Tuesday Night Titans
Jesse Ventura is the guest. He’s asked about Corporal Kirchner and says he was a Navy SEAL. So Kirchner is a puke, like all army guys. He must be in a bit of a mood as he deadpans everything, more so than usual, and is short and unpleasant. Not his usual charismatic self. The Q&A session features one Phil Burke, whose rambling incoherent question leaves Ventura bemused.


Haiti Kid vs. Butch Cassidy
It’s another goddamn midget match. They should have just put out a Best of Midgets tape and got it out of their system. And the weird thing is, I’d have bought it. I love midgets. But the Best of the WWF? I don’t think so. A midget question; why did they name so many midgets after cowboys? I understand Billy the Kid but Butch Cassidy? I assume its because he’s a really tall midget. He’s not much shorter than the ref. They throw in a few bits of comedy to pass the time but the match just rumbles on. It’s so long, at 10 minutes, as they barely have 5 minutes worth of material. Butch isn’t in Haiti Kid’s league either, which doesn’t help. And their communication blows so Haiti gets murdered with a shoulderbreaker. He does NOT look pleased about that but they immediately follow it with a comedy airplane spin. Haiti takes it with a roll-up. I really didn’t see the need for this. You could argue it breaks up the serious action, but we just came off a TNT segment.
Final Rating: ¼*


Johnny Valiant vs. Ivan Putski
They trawled the archives for this one, from 1975, but you have to wonder why they bothered. Putski was one of the WWF’s North-East ethnic draws, along with Bruno, Pedro, etc, with Putski bringing the support of the Polish fans from New York. Putski is so roided up he can barely move. He looks like he’s been inflated, like a comedy strongman caricature from a cartoon. Valiant sucks in the ring too, so the match is all kick/punch crap aka New York Style. It’s at this point that I’m wondering what the hell happened to the tape? It started out so well. Two solid matches and then a tetchy Ventura, midgets and this shit has dragged it down to an impossibly low standard. There’s no wrestling to speak of until Ivan hits the Polish Hammer and sits on Valiant for the pin. Dire match but I do dig the Polish Hammer. I’m surprised no one has stolen that. If Randy Orton can borrow the Garvin Stomp I’m sure someone can make good use of the Polish Hammer.
Final Rating: ¼*


Advice for the Lovelorn
Lord Alfred Hayes and Vince McMahon discuss romantic differences between the USA and UK. The joke being Vince figures dating is all about the Wild Mambo while Hayes talks about holding hands while wearing gloves. Vince tries to hurry things up by just straight up asking about “intimacy” to which Hayes responds 6-7 months is an acceptable lead in time for a kiss. Considering who was involved this wasn’t horrible. It wasn’t particularly funny but given their collective sense of humour I was expecting something much worse.

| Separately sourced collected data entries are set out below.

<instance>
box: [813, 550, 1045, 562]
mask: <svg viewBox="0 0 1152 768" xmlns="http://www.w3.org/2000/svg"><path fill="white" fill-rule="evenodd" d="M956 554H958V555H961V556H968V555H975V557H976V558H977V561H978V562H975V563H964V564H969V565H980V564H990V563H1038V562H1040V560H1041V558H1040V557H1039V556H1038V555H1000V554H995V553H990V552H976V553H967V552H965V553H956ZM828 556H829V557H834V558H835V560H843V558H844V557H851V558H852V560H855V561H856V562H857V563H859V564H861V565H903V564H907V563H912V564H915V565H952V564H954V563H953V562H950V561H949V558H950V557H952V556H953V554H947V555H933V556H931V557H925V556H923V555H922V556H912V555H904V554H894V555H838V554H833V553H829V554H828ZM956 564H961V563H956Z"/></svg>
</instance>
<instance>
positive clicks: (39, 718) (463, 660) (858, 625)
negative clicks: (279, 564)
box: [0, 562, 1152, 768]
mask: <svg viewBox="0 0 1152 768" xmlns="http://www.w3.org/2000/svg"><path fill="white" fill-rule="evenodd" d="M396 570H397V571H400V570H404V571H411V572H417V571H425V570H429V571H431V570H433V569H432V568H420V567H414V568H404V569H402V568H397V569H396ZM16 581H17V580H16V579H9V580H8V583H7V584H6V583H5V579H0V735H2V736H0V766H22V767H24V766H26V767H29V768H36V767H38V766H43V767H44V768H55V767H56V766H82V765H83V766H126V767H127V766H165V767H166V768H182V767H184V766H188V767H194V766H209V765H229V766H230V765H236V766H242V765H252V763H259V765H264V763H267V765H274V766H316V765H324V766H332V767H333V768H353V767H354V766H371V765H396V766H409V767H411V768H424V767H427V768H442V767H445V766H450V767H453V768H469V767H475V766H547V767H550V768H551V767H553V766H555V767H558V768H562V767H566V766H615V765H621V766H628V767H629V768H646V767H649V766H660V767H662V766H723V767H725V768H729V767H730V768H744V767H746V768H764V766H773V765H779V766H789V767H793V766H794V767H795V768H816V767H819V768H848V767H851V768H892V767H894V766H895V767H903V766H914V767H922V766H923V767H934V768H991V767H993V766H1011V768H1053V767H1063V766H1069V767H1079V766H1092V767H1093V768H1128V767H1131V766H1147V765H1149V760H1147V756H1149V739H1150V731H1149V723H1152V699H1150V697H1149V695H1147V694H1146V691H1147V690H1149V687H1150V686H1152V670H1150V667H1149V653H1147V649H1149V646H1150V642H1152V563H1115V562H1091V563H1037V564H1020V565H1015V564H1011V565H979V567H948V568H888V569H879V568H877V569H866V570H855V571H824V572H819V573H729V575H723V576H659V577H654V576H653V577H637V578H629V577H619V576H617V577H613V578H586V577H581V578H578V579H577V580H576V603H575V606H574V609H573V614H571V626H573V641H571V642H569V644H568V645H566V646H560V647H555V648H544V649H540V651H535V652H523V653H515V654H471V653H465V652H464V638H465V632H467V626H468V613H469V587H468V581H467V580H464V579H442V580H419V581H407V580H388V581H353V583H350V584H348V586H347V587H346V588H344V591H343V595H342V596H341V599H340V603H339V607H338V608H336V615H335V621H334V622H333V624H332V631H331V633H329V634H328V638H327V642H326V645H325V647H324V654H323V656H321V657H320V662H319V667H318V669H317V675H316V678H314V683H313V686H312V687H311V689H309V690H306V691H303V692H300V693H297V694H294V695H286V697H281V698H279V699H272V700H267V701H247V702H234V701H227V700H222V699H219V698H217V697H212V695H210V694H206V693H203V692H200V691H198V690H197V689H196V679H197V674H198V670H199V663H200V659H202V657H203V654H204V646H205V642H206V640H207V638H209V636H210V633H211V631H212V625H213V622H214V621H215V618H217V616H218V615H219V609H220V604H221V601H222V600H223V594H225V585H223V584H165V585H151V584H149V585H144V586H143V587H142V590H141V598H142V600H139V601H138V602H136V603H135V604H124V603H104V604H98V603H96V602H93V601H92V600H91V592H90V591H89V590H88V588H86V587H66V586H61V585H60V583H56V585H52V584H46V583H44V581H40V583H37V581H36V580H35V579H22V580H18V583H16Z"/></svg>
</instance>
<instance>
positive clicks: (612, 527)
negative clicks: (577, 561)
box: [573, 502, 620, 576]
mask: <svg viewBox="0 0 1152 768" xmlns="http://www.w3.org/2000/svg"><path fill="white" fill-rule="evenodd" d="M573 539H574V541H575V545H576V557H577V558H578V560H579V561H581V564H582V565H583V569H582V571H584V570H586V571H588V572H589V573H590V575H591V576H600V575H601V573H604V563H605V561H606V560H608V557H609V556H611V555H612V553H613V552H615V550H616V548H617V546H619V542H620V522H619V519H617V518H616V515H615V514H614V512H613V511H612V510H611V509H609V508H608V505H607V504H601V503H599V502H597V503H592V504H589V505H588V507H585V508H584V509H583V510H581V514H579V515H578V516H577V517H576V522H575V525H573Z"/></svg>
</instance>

Ricky Steamboat vs. Bob Orton Jr.
And here comes Steamboat for the save! This is also available on Best of the WWF Volume #5. If there’s one guy who can rescue a mid 80s WWF tape from sucking the meat missile it’s the Dragon. It helps that Bob Orton is game for selling like a madman. He was a particularly good worker when so inclined. He’s sporting the cast, of course, so Steamboat works the arm over. At length! Orton got plenty of work selling the arm, which he broke earlier in 1985 (this is July), and carried on with the gimmick for years afterwards. Whatever Orton attempts, Steamboat is able to counter with his speed and incredible skill. This is really early in Steamboat’s WWF run and yet he’s already crazy over. No wonder he got a tape release as quick as he did. This could have made up the numbers on it nicely actually, it’s certainly as good as anything else on there. I’m twofold surprised with Orton: 1. That the WWF didn’t push him into bigger matches more often given his propensity to perform in them, and 2. That his career went south so quickly after his WWF departure in 1987. The near falls and countering in this match are terrific. A pre-cursor to the more modern, fast-paced style. Keep in mind this is way before Steamboat’s series with Savage. Even when the match slows down the crowd reactions are huge, appreciative of Orton’s heel work and Steamboat’s ideal babyface approach. Orton loads up the cast and knocks Steamboat out for the DQ. Steamboat was almost always good when he had an opponent who could keep up with him and Orton was on that level. Not on a par with the Savage matches, but then, their stuff was light years ahead of everything else. This match was only decades ahead. It would have worked in front of a crowd in 2001, say.
Final Rating: ***¼


Summary: Shit sandwich. Three quality pieces of bread; Steamboat/Orton at one end and Hogan/Savage plus Funk/Poffo at the other. In between? A delicious faecal spread of the WWF’s choosing. Unfunny skits and woefully inadequate wrestling. Why on God’s green Earth did they dig up an Ivan Putski match from 1975? And why a midget match? And why find the least entertaining footage of Jesse Ventura on record and use that too? The mind boggles. Still, I’ll take three good matches off any 90-minute tape. It’s just, at this point I’m starting to think the “Best of the WWF” title was a bit of a misnomer.